No track. No problem! Highlands Christian Academy seniors Ryan Davis and Kyle Audet picked up where they left off last year as they advanced to the state track meet and came away with stellar performances.
Davis successfully defended his state title in the Class 1A 300-meter hurdles as he clocked a 38.04 time and won by two seconds. Audet was fifth in the event as he ran a 40.88.
Davis was fourth in the 110- meter hurdles with a 14.76 time, while Audet was close behind at 15.43 and took seventh.
Sixth-year Highlands Christian track coach Marc Veynovich said he was not surprised by their performances despite not having a track at the school.
“Watching Ryan when he first started running and how he took to the hurdles, and in pretty much every event you put him in, I wasn’t super surprised,” Veynovich said of Smith, who signed a track scholarship with Liberty. “I definitely expected a repeat from him this year even though he was suffering from a groin injury.
“Ryan had very little practice time, yet he still had the athletic ability to put it all out there and still get down to low 38s,” Veynovich added. “He would have been in the 37s this year if he had any challenge. I really feel for him.”
Veynovich called Audet a “beast.” Audet has been accepted to the University of Florida and said he would try and walk on for track and maybe kick for the football team.
“Kyle is good at whatever he does,” Veynovich said. “He is an excellent football player, an excellent soccer player and what he brought to track was complete athleticism and the ability to do whatever I asked of him. He was also an 11-6 pole vaulter in addition to the hurdles.”

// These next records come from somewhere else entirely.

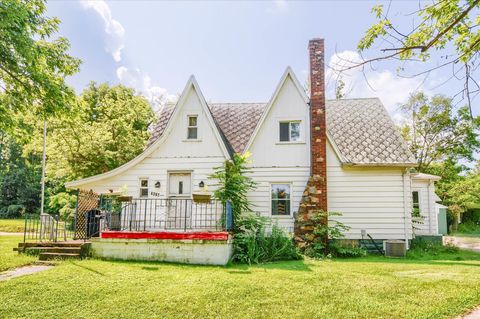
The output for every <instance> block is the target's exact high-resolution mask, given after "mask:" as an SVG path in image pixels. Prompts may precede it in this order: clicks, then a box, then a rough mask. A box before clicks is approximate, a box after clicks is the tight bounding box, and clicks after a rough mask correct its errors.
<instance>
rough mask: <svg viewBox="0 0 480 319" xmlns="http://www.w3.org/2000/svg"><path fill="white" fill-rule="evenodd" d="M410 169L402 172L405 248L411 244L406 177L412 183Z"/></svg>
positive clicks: (403, 211) (410, 185) (403, 212)
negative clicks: (408, 238)
mask: <svg viewBox="0 0 480 319" xmlns="http://www.w3.org/2000/svg"><path fill="white" fill-rule="evenodd" d="M408 171H409V169H408V168H406V169H405V171H404V172H403V174H402V184H403V214H404V219H405V222H404V234H405V249H406V250H408V248H409V245H408V232H409V229H408V219H409V218H410V217H409V216H408V213H409V210H408V207H409V206H410V205H409V201H408V197H407V195H408V194H406V192H405V186H406V185H405V178H406V176H408V177H409V180H410V183H411V178H410V175H409V174H408ZM410 189H411V184H410Z"/></svg>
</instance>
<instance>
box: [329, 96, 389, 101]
mask: <svg viewBox="0 0 480 319" xmlns="http://www.w3.org/2000/svg"><path fill="white" fill-rule="evenodd" d="M352 100H380V98H379V97H378V96H372V97H352V98H348V99H326V101H352Z"/></svg>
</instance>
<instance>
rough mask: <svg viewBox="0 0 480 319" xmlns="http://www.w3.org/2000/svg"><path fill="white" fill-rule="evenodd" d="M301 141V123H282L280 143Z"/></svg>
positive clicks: (295, 122) (299, 122)
mask: <svg viewBox="0 0 480 319" xmlns="http://www.w3.org/2000/svg"><path fill="white" fill-rule="evenodd" d="M296 141H300V121H289V122H280V142H296Z"/></svg>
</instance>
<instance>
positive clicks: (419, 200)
mask: <svg viewBox="0 0 480 319" xmlns="http://www.w3.org/2000/svg"><path fill="white" fill-rule="evenodd" d="M412 205H413V214H412V215H413V216H414V217H419V216H420V215H421V214H420V213H421V212H420V192H419V191H413V192H412Z"/></svg>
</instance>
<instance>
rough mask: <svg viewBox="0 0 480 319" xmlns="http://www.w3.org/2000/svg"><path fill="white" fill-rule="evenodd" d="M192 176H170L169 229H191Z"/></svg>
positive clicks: (184, 174)
mask: <svg viewBox="0 0 480 319" xmlns="http://www.w3.org/2000/svg"><path fill="white" fill-rule="evenodd" d="M191 193H192V175H191V174H190V173H170V174H169V176H168V196H169V199H168V203H169V204H168V220H167V228H170V229H171V230H187V229H189V228H190V227H191V217H192V216H191V215H192V207H191V205H192V203H191Z"/></svg>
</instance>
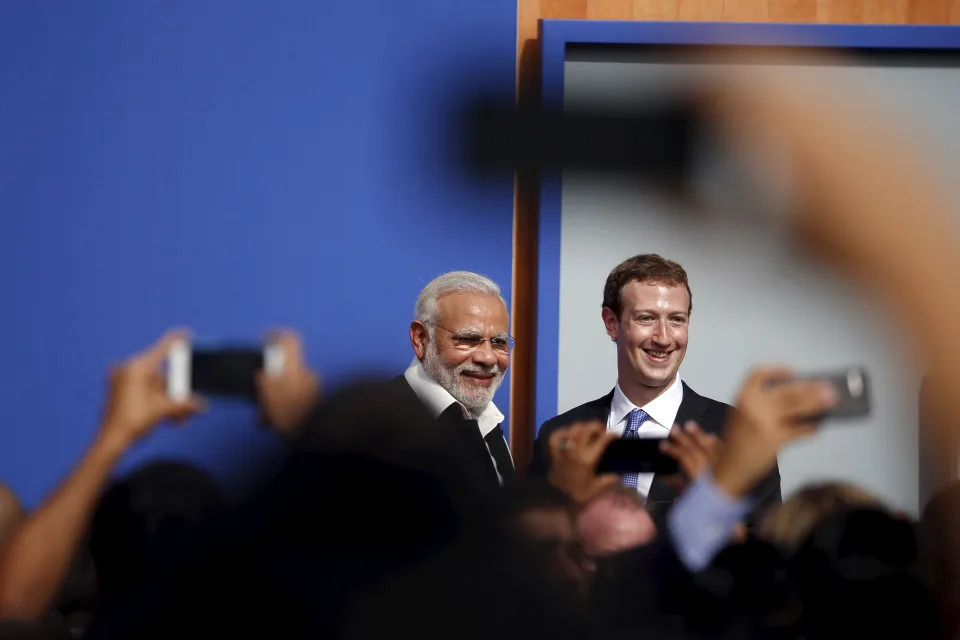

Audet, 18, of Deerfield Beach, has been at Highlands for 14 years. This is his fifth year running track at the school.
“The whole point of not having a track is when you are running on the grass you don’t get correct times that you would usually get on a track,” said Audet, who finished 11th in the state in hurdles as a sophomore and eighth last year as a junior. “You can’t practice your splits in hurdles as well as you could do on a track.
“I mean, it would help a lot to have a track,” Audet said with a laugh. “I just like to consider us the grass hurdle brothers because we have been doing it on grass the whole time.”
Audet said it was a lot of fun attending Highlands where he played football, soccer and track.
“I wouldn’t trade it for anything,” said Audet, who also plays beach volleyball. “I love the fact that I went to a small school so I’d be able to play all of these sports. It conditioned my body into the perfect athlete.”
Davis, 18, also of Deerfield Beach, has been a Knight since he was in kindergarten. “It is kind of cool to see the people I have grown up with like Kyle,” Davis said. “Just through the years seeing how much I’ve changed and how much the school has changed. I am really proud of what I have been able to do.”
Davis will have a banner up on the gym wall again. Other than former Athletic Director and head boys basketball coach Reg Cook, who won more than 500 games at the school, Davis is the lone individual who is recognized with a banner.
“I was the first individual state champion for Highlands as far as any sport goes so they put that up last year,” Davis said. “I thought that was very nice of them. It feels really good. I feel that God has pushed me in this direction every step of the way. Throughout my life, he has been guiding me the right way and staying here and running track here.”
“It really set in after the race that it was my last race in high school,” Davis said. “It feels great to win states my senior year and the last two years. It was an amazing gift from God.”
Cook, who is an assistant athletic director at the school, said Veynovich has done a wonderful job building the program and guiding it to its first-ever district title this year. He said there were approximately 20 varsity girls, 20 varsity boys and 20 middle school (boys and girls) athletes in the program.
“A lot of credit goes to coach Veynovich and his leadership,” Cook said. “Track, a lot of times, was on the back burner. Now it is a prestigious part of our school. It shows pride in the track program and that is just great.”